Es war ein Paukenschlag für den 1. FC Schweinfurt, als Präsident und Hauptsponsor Markus Wolf am Samstag seinen sofortigen Rückzug aufgrund von Fan-Protesten bekanntgab. Dieser Schritt zwingt die Schnüdel dazu, sich für die kommende Saison in der Regionalliga sowohl sportlich als auch finanziell neu aufzustellen. Ob dies jedoch unter den Bedingungen des Profifußballs geschehen kann, bleibt äußerst fraglich.
Insolvenz ist kein Thema
Trotz des Verlustes des wichtigsten Geldgebers sieht sich der 1. FC Schweinfurt nicht in einer Insolvenzgefahr. Marcel Kühlinger, stellvertretender Sport-Geschäftsführer, betont in der "Main-Post": „Vor ein paar Jahren hätte man sich mehr Sorgen machen müssen.“ Die langfristigen Sponsorenverträge, die zudem ligaunabhängig sind, sorgen dafür, dass die Einnahmen nicht abrupt wegbrechen. Kühlinger wird das Budget neu kalkulieren müssen, während die Frage im Raum steht, ob weiterhin unter Profibedingungen gearbeitet werden kann.

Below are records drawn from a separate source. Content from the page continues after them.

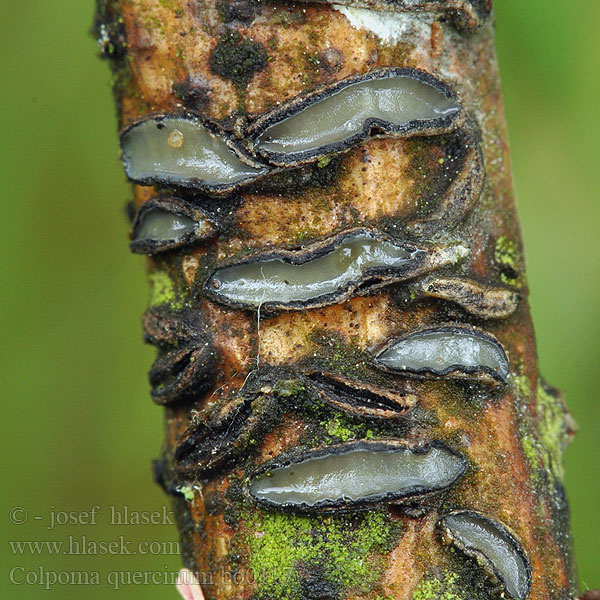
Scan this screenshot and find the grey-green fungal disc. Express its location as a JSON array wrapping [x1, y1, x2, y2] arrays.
[[377, 327, 509, 381], [132, 208, 196, 242], [256, 75, 459, 154], [211, 234, 424, 307], [250, 444, 465, 509], [121, 117, 266, 188], [441, 512, 531, 600]]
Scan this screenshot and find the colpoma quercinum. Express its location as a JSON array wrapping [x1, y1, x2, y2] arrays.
[[98, 0, 576, 600]]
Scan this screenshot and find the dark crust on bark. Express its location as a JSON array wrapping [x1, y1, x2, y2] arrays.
[[244, 67, 462, 167], [129, 195, 216, 255], [437, 510, 531, 597], [204, 228, 462, 314], [417, 277, 519, 319], [143, 308, 216, 404], [306, 372, 417, 419], [407, 127, 485, 236], [247, 440, 467, 513], [375, 325, 510, 386], [290, 0, 492, 29]]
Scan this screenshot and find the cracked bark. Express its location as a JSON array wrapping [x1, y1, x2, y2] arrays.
[[96, 0, 577, 600]]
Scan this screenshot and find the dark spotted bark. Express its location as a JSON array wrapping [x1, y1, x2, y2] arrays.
[[96, 0, 576, 600]]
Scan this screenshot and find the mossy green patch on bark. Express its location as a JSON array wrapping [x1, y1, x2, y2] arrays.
[[241, 510, 400, 600], [148, 271, 183, 308], [520, 382, 568, 486], [494, 235, 525, 287], [321, 415, 374, 442]]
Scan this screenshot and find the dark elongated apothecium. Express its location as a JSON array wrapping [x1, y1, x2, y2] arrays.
[[439, 511, 531, 600], [143, 308, 216, 404], [307, 372, 417, 419], [121, 114, 268, 193], [251, 68, 460, 166], [129, 196, 215, 254], [292, 0, 492, 29], [250, 442, 466, 510], [207, 230, 466, 309], [417, 277, 519, 319], [376, 326, 509, 383]]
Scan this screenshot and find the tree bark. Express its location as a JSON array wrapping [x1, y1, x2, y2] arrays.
[[96, 0, 577, 600]]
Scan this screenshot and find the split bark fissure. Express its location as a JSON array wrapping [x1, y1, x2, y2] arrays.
[[96, 0, 577, 600]]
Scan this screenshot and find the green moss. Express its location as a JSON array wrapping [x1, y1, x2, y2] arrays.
[[148, 271, 183, 308], [537, 383, 567, 480], [179, 485, 194, 502], [321, 415, 356, 442], [494, 235, 523, 286], [210, 32, 267, 86], [241, 511, 400, 600], [520, 383, 567, 486]]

Zukunft im Amateurfußball?
Wolf hatte vor seinem Rückzug noch angekündigt, die professionellen Strukturen des Vereins erhalten zu wollen. Nach seinem überraschenden Ausstieg wird dies jedoch als kaum umsetzbar angesehen. Kühlinger zeigt sich pessimistisch, dass das Budget für den Profifußball ausreicht, was eine Rückkehr zu den Wurzeln im Amateurfußball wahrscheinlich macht. „Wir dürfen keine Luftschlösser mehr bauen“, so Kühlinger, der einen bodenständigen Kurs fordert und überzogene Ziele vermeiden möchte.
Kaderplanung steht auf der Kippe
Neben den finanziellen Herausforderungen liegt der Fokus auch auf der Kaderzusammenstellung für die kommende Saison. Laut der "Main-Post" besitzen nur zwei Spieler, Nikolaos Vakouftsis und Mustafa Özden, einen gültigen Vertrag für die Regionalliga. Kristian Böhnlein zeigt sich offen für einen Verbleib: „Wenn‘s gewünscht ist, dass ich weitermache, einigen wir uns. Ich bin zu 99 Prozent dabei.“ Die Zukunft von Trainer Jermaine Jones, dessen Vertrag am 30. Juni ausläuft, ist ebenfalls ungewiss. Obwohl er sich vorstellen kann, den Weg in die Regionalliga zu gehen, könnte die fehlende Perspektive auf einen schnellen Wiederaufstieg seine Entscheidung beeinflussen. Es bleibt abzuwarten, ob der Verein in der Lage ist, ihn bei einer Rückkehr zum Amateurfußball zu finanzieren. Kühlinger und sein Team stehen vor einer herausfordernden Aufgabe.